Understanding Kubernetes Probes and Health Checks in 5 Minutes

Kubernetes is an open-source container orchestration platform that greatly simplifies the creation and management of applications.

Distributed systems like Kubernetes can be challenging to manage because they involve many active components, all of which must work properly for the entire system to run smoothly. Even if a small component fails, it needs to be detected and repaired.

These operations also need to be automated. Kubernetes allows us to accomplish this with readiness probes and liveness probes. This article discusses these probes in detail, starting with an overview of health checks.

01 What is a Health Check?

A health check is a simple way for a system to know whether an application instance is running normally.
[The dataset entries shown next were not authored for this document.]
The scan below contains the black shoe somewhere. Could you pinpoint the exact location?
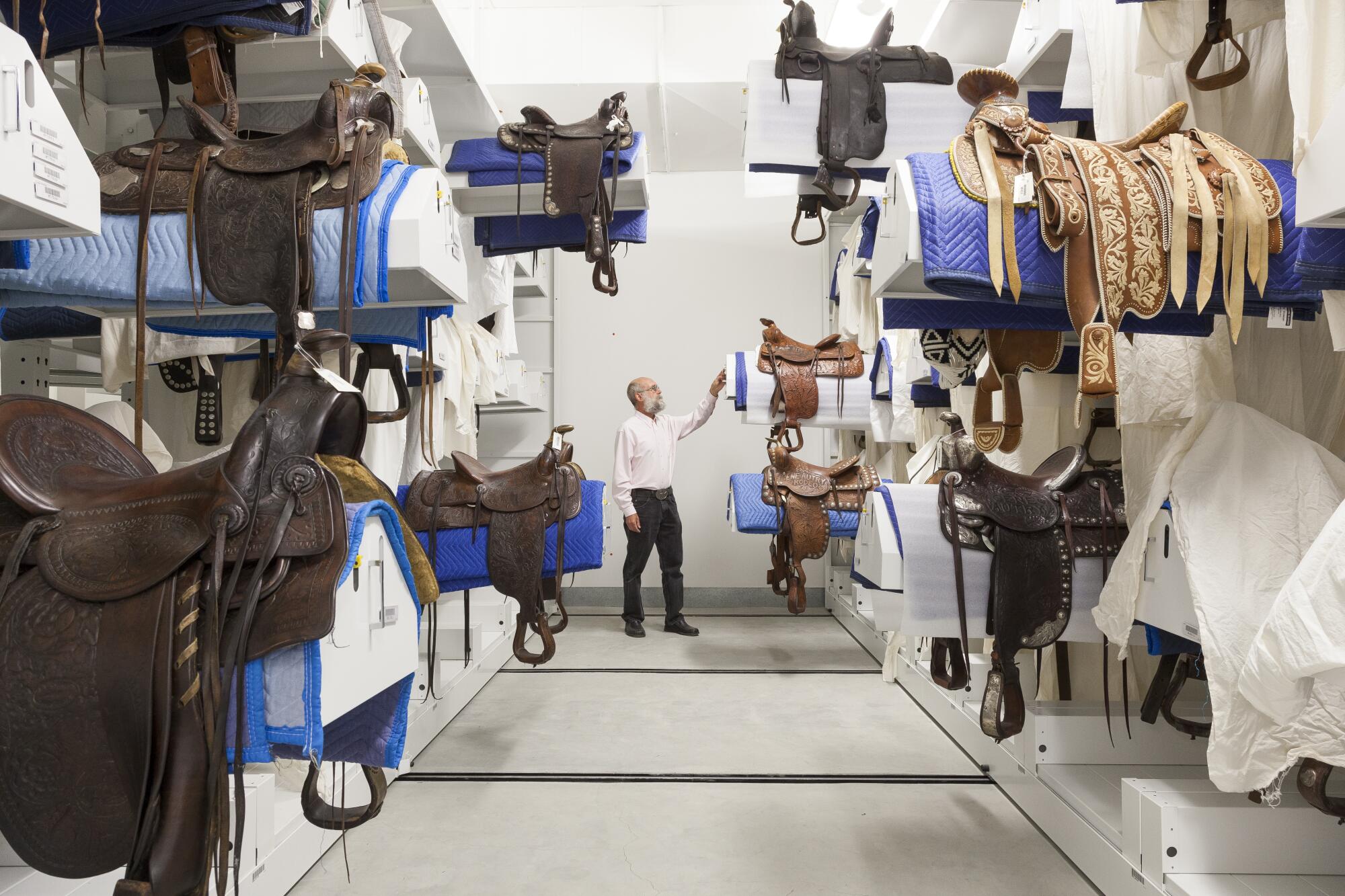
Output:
[663,616,701,638]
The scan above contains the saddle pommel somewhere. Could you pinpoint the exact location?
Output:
[958,69,1018,106]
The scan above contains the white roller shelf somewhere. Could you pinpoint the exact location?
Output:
[448,146,650,219]
[0,27,100,239]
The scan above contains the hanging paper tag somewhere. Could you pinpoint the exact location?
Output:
[1266,308,1294,329]
[1013,171,1037,206]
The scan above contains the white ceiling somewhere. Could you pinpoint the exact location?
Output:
[468,0,1018,171]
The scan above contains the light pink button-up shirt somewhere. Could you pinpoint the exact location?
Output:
[612,393,714,517]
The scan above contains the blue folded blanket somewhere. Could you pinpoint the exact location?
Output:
[0,0,313,58]
[908,152,1326,319]
[149,305,453,348]
[475,210,650,257]
[0,161,416,312]
[397,479,605,592]
[444,130,644,187]
[227,501,421,768]
[729,474,859,538]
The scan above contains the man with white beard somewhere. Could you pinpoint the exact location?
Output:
[612,370,725,638]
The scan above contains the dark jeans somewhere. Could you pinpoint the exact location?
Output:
[621,489,682,622]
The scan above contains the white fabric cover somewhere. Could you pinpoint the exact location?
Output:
[101,317,257,391]
[737,345,873,429]
[1237,505,1345,780]
[1093,402,1345,791]
[89,401,172,473]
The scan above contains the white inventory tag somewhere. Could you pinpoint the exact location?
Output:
[1013,171,1037,206]
[1266,308,1294,329]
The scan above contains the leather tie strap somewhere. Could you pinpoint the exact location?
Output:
[1186,0,1252,90]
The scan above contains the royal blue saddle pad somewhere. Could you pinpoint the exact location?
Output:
[0,0,313,56]
[908,152,1337,321]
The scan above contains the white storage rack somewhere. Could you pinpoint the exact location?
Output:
[845,495,1345,896]
[0,0,535,896]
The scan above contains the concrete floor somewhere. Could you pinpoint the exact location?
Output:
[292,615,1095,896]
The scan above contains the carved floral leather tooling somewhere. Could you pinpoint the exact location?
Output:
[498,91,635,296]
[757,317,863,451]
[950,69,1283,423]
[761,438,881,614]
[775,0,952,246]
[935,413,1130,740]
[0,329,386,896]
[405,425,584,666]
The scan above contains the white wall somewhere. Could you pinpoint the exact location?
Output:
[554,172,823,588]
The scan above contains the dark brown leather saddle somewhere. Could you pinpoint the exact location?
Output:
[404,425,584,666]
[757,317,863,451]
[936,413,1128,740]
[950,69,1283,423]
[0,331,386,896]
[498,91,635,296]
[94,63,393,444]
[761,438,881,614]
[775,0,952,246]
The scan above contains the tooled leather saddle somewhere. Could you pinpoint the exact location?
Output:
[950,69,1283,425]
[93,63,394,444]
[775,0,952,246]
[933,413,1128,740]
[404,425,584,666]
[757,317,863,451]
[0,331,386,896]
[761,438,881,614]
[498,91,635,296]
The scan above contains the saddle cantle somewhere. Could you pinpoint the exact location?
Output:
[0,331,386,895]
[950,69,1283,433]
[757,317,863,451]
[775,0,952,246]
[936,413,1130,740]
[498,91,635,296]
[761,440,881,614]
[404,425,584,666]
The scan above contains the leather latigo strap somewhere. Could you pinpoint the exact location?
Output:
[971,329,1064,452]
[761,440,881,614]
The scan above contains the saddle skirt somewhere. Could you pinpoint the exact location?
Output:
[761,440,881,614]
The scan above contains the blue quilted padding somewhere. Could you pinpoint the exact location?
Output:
[0,161,416,313]
[729,474,859,538]
[908,152,1321,319]
[1294,227,1345,289]
[882,296,1216,336]
[475,210,650,257]
[444,130,644,187]
[0,0,312,58]
[0,239,28,268]
[397,479,604,592]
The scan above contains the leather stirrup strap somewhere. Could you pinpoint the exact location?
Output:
[300,762,387,830]
[1186,0,1252,90]
[134,142,164,450]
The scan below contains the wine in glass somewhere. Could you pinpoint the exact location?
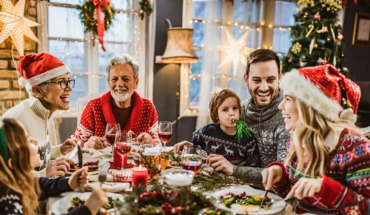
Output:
[181,146,203,174]
[158,121,172,150]
[105,123,121,146]
[114,131,132,174]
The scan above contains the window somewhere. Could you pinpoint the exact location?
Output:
[181,0,297,112]
[41,0,141,111]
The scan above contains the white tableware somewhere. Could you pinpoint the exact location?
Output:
[210,185,286,215]
[51,192,123,215]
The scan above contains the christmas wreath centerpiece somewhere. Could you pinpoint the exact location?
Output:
[77,0,117,51]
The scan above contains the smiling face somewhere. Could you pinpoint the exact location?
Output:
[108,64,139,102]
[244,60,279,106]
[217,97,240,128]
[279,94,299,131]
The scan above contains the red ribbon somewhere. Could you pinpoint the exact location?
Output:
[92,0,111,51]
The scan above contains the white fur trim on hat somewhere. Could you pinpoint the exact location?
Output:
[280,70,343,122]
[28,65,71,86]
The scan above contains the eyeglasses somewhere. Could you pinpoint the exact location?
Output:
[42,79,75,90]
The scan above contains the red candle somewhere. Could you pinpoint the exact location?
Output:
[132,166,148,188]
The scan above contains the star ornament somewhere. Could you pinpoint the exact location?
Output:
[218,29,254,77]
[0,0,40,56]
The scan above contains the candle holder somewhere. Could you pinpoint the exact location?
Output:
[162,168,194,207]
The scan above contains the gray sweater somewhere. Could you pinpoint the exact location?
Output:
[234,91,289,186]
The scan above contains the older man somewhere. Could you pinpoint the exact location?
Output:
[73,54,159,149]
[208,49,289,185]
[3,53,75,178]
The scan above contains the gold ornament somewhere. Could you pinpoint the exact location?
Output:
[0,0,40,56]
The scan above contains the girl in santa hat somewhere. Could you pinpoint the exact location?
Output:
[262,65,370,214]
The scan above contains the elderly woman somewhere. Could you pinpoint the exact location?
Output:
[262,65,370,214]
[73,54,159,149]
[3,53,75,178]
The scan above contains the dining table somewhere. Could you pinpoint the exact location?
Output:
[47,146,308,215]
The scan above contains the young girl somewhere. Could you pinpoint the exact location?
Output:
[0,118,108,215]
[174,88,261,183]
[262,65,370,214]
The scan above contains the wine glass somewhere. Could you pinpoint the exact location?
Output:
[181,146,203,174]
[105,123,121,146]
[158,121,172,150]
[114,131,132,174]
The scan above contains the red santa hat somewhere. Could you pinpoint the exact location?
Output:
[17,53,71,86]
[280,64,361,122]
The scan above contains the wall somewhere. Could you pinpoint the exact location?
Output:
[153,0,196,145]
[0,0,37,116]
[343,1,370,126]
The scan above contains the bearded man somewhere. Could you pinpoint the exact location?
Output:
[73,54,160,149]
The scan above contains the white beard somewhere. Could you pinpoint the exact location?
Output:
[110,90,134,102]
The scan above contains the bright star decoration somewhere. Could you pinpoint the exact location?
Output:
[0,0,40,56]
[218,29,254,77]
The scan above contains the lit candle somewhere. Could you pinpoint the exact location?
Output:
[132,166,148,188]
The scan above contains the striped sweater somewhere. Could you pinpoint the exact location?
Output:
[268,129,370,214]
If your application instance is not running correctly, other services will not access it or send requests to it. Instead, requests will be sent to another ready instance, or you should retry sending the request.

The system should be able to keep your application in a healthy state. By default, after all containers in a pod are started, Kubernetes begins sending traffic to that pod. If a container crashes, Kubernetes will restart it. This default behavior should be sufficient to get started. Since Kubernetes helps create custom health checks, improving deployment robustness becomes relatively straightforward. Now, let’s discuss the pod lifecycle.

02 Pod Lifecycle

Kubernetes pods follow a defined lifecycle. These are the different stages:

• A pod starts in the pending stage after it is first created. The scheduler tries to determine where to place the pod. If the scheduler cannot find a node to place the pod, it will remain in the pending state. (To check why a pod is pending, run kubectl describe pod <pod name> command).

• Once the pod is scheduled, it enters the container creating stage, during which it pulls the required images for the application, followed by container startup.

• Once the container is in the pod, it enters the running stage, during which it continues to run until the program completes successfully or terminates.

To check the pod’s status, run kubectl get pod command and check the STATUS column. As you can see, in this case, all pods are in running state. Additionally, READY indicates that the pod is ready to accept user traffic.

# kubectl get podNAME READY STATUS RESTARTS AGEmy-nginx-6b74b79f57-fldq6 1/1 Running 0 20smy-nginx-6b74b79f57-n67wp 1/1 Running 0 20smy-nginx-6b74b79f57-r6pcq 1/1 Running 0 20s

Different Types of Probes in Kubernetes

Kubernetes provides the following types of health checks:

• Readiness Probe: This probe tells you when your application is ready to serve traffic. Kubernetes ensures that the readiness probe passes before allowing traffic to be sent to the pod. If the readiness probe fails, Kubernetes will not send traffic to the pod until the probe passes.

• Liveness Probe: The liveness probe allows Kubernetes to know whether your application is healthy. If the application is healthy, Kubernetes will not interfere with the pod’s operation; if it is unhealthy, Kubernetes will destroy the pod and start a new pod to replace it.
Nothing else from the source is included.